Keywords: ui labels, signage, packaging, posters, headlines, tech, futuristic, clean, industrial, efficient, modernize, systematic, brandable, ui-friendly, distinctive geometry, rounded corners, modular, squared, geometric, compact.
A geometric sans built from squared, rounded-rectangle forms with consistently softened corners. Strokes are uniform and monolinear, with a mostly rectangular rhythm and occasional angled joins in letters like A, K, V, W, X, and Y. Curves are minimized in favor of superellipse-like counters and bowls, giving letters such as O, D, P, Q, and 0 a squarish, rounded silhouette. Terminals are predominantly flat and clipped, and spacing reads open and even, helping the design stay legible despite its stylized, modular construction.
Works best in display and short-to-medium text settings where its geometry can read as a design feature—app UI labels, dashboards, product packaging, tech branding, and modern signage. In larger sizes it delivers a crisp, engineered look for headlines and posters, while the open shapes and steady stroke weight help maintain clarity in functional labeling.

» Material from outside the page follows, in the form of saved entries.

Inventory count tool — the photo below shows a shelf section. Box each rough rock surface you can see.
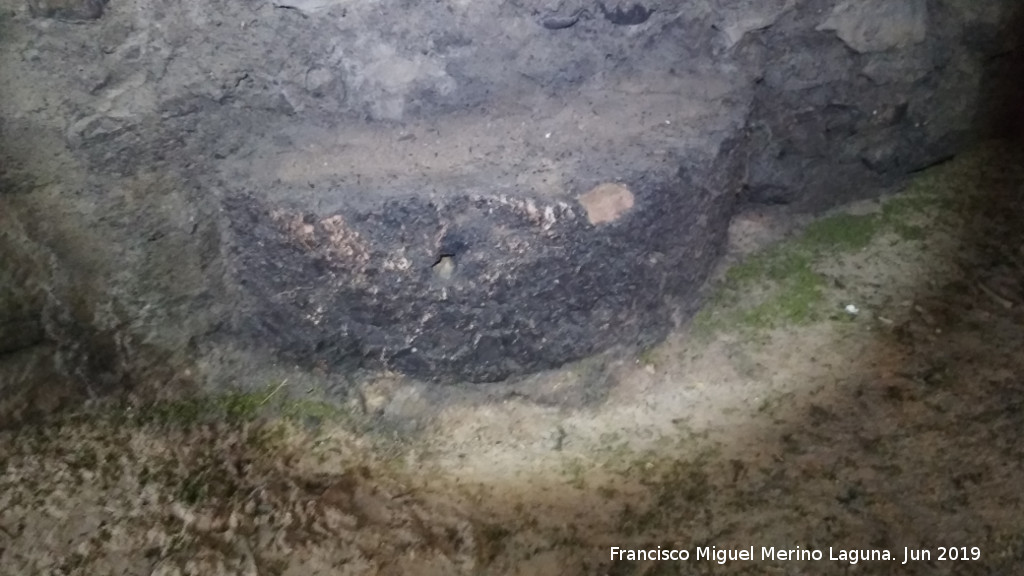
[0,0,1020,393]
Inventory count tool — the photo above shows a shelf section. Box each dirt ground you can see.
[0,143,1024,576]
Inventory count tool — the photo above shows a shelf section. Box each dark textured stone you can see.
[0,0,1024,389]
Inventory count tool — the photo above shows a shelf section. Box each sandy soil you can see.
[0,140,1024,576]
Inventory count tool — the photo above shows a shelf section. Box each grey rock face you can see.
[29,0,106,22]
[0,0,1020,392]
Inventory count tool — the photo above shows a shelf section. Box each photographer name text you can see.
[611,546,981,564]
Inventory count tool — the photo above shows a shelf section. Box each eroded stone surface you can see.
[580,182,633,224]
[0,0,1019,386]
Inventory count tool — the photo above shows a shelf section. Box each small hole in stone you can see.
[431,254,455,280]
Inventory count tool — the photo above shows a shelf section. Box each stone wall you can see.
[0,0,1021,394]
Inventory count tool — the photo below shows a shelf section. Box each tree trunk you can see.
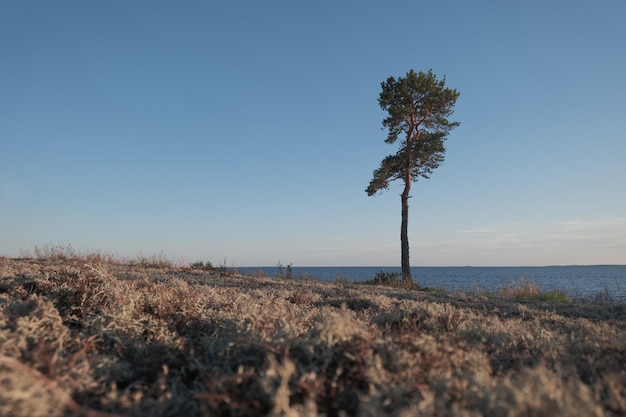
[400,181,413,287]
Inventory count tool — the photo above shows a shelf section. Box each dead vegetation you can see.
[0,257,626,417]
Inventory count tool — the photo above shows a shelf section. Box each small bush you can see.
[534,290,571,303]
[365,271,402,287]
[497,277,541,298]
[189,261,215,271]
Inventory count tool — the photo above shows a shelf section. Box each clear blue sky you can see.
[0,0,626,266]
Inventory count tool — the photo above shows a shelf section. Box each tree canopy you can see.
[365,70,459,285]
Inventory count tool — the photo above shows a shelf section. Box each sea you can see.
[237,265,626,302]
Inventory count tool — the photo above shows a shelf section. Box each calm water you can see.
[238,265,626,300]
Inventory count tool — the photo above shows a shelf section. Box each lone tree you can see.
[365,70,460,285]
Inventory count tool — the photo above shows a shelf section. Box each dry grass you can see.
[0,257,626,417]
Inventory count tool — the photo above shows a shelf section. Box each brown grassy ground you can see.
[0,257,626,417]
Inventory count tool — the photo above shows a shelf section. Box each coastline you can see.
[0,258,626,417]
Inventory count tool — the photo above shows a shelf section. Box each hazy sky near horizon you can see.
[0,0,626,266]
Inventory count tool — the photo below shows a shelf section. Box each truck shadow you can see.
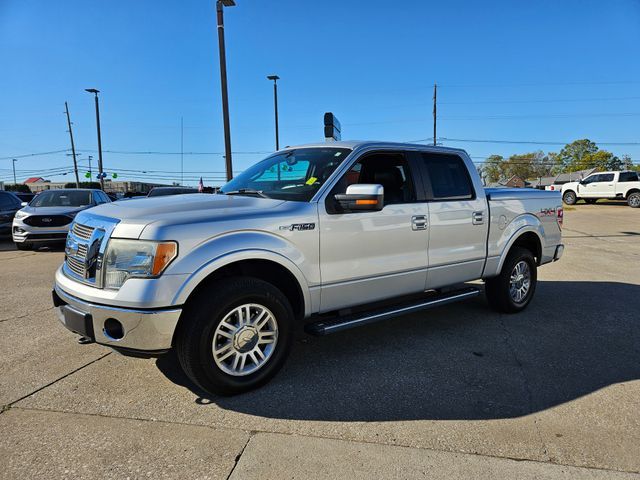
[157,281,640,421]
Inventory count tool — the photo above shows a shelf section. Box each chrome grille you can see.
[73,223,95,240]
[67,257,85,278]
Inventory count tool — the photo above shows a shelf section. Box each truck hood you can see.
[71,193,284,238]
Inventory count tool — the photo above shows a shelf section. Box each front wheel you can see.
[562,190,578,205]
[485,247,538,313]
[176,277,294,395]
[627,192,640,208]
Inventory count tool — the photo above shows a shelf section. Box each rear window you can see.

The overall tone feels technical and contemporary, with a mild sci‑fi and industrial flavor. Its rounded-square geometry suggests digital interfaces, hardware labeling, and engineered systems—clean and purposeful rather than expressive or warm.
The design appears intended to provide a modern, system-like sans with rounded-square forms that feel digital and constructed. It prioritizes consistency and a distinctive geometric voice over traditional grotesk neutrality, aiming for a recognizable, tech-forward texture in branding and interface contexts.
Several forms lean toward a modular, stencil-like efficiency: the G has an internal bar, the Q uses a short, angular tail, and the lowercase a is single-storey with a squared counter. Numerals follow the same rounded-rectangle logic, with a squared 0 and a simple, upright 1, reinforcing a consistent UI/wayfinding aesthetic.